Frame would be a seemingly small problem, if not for:

  • The surge in competing browsers
  • Monetization of browsers around search
  • Increasing demand for browsers on mobile devices
  • Declining developer interest in IE technologies like ActiveX
  • Increasing developer interest in other Web browsers or technologies

Microsoft won the browser wars by several means, with establishment of IE as a development platform being one of the most important. Today, other than businesses with legacy dependencies, is there really any core developer interest in Internet Explorer? That's a question for comment; please pipe in on the topic.

Apple, Google and Mozilla are doing much better wooing new developers to their browsers, and, again, Chrome and Safari are based on WebKit, whether for desktop or mobile device. Mobile applications are the future, and it's there Microsoft looks surprisingly pale before brawny Apple and Google. Regarding Google, that's without factoring Chrome OS, which could directly rival Windows.

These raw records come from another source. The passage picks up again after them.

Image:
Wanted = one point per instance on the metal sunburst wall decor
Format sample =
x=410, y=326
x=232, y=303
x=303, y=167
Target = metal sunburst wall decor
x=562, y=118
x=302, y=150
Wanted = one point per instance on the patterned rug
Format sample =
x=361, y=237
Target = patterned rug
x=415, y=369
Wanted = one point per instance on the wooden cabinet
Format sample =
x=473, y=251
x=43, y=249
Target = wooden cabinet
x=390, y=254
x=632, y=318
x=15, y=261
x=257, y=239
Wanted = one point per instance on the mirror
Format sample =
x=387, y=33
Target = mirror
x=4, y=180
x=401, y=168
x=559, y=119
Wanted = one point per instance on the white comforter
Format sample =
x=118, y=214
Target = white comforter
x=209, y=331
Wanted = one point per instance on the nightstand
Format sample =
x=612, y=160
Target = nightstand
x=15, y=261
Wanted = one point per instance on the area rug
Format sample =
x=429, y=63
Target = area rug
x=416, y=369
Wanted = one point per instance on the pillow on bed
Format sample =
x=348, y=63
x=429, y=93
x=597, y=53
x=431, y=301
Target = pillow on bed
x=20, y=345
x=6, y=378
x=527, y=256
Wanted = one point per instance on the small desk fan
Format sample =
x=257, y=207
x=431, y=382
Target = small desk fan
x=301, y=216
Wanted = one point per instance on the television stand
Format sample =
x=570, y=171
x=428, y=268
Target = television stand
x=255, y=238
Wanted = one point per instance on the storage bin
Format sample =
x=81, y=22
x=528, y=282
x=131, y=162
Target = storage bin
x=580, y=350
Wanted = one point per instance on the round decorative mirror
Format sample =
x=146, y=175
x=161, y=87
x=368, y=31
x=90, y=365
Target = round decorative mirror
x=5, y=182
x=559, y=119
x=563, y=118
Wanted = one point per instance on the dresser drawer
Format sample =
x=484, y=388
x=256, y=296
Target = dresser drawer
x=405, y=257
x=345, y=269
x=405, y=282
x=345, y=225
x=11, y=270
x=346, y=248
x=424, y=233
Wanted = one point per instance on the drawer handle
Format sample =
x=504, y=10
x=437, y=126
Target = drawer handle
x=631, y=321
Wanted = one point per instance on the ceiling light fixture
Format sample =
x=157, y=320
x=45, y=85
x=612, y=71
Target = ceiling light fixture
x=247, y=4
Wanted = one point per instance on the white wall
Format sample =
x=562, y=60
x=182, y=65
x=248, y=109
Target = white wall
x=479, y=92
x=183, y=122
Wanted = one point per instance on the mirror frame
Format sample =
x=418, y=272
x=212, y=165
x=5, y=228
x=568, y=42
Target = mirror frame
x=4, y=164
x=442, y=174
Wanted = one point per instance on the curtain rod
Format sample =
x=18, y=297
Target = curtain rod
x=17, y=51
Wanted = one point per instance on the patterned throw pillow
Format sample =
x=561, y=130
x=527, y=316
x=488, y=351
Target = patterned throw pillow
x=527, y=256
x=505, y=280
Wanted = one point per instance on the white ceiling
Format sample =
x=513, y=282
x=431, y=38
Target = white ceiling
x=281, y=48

Commercial Open-Source is the Solution

Microsoft should answer WebKit for WebKit, by releasing a new browser based on a new rendering engine; put on the IE brand and ship it for desktop and mobile. For businesses and consumers that need backward compatibility, there would be IE 8. But people wanting something new and fresh or developers looking to do cool development could choose the new IE, which Microsoft should tout for its standards support.

Something else: Such an approach would be in line with Microsoft's so-called "Interoperability Principles." Additionally, about two weeks ago, Microsoft opened the CodePlex Foundation, which is supposed to bridge commercial and open-source software development. WebKit may be open source, but the practical development comes from commercial developers like Apple and Google. Microsoft could extend WebKit, much as Apple has done with Safari and drive standards around it. Example: Silverlight integration.

Bundling IE with Windows certainly helped Microsoft win the browser wars, but the company did much more, such as either developing or coming to effectively control emerging Web standards during the late 1990s and early 2000s. Microsoft isn't really driving Web standards today. A commercially developed WebKit browser, supporting HTML 5 and other standards, would strengthen Microsoft's position of influence against Apple, Google, Mozilla and other developers supporting open-source browsing engines. Done right, WebKit-based IE could even steal marketshare from other open-source browsers. IE's 67 percent usage share is helluva starting place.

By releasing WebKit-based IE, Microsoft could also:

  • Offer a better IE alternative to users than Google Frame
  • Nip the Google Chrome bud before it grows any meaningful usage share
  • Quickly bring to market a competitive mobile browser and development platform
  • Increase IE's appeal among developers and to governments demanding open-source development
  • Better support emerging Microsoft Web technologies that do interest developers, such as Silverlight
  • Level the compatibility and performance playing field with open-source browsers, such as Chrome and Firefox
  • Unload from developers Windows baggage -- legacy technologies like ActiveX and constraints for backward compatibility

Left unchecked, Google will take Internet Explorer and Frame it. Perhaps Apple and Mozilla will break the glass. Microsoft is posed to become the Netscape of the 2010s, otherwise. Microsoft must act to preserve and even reclaim territory taken during the browser wars. There's still time, but not for long.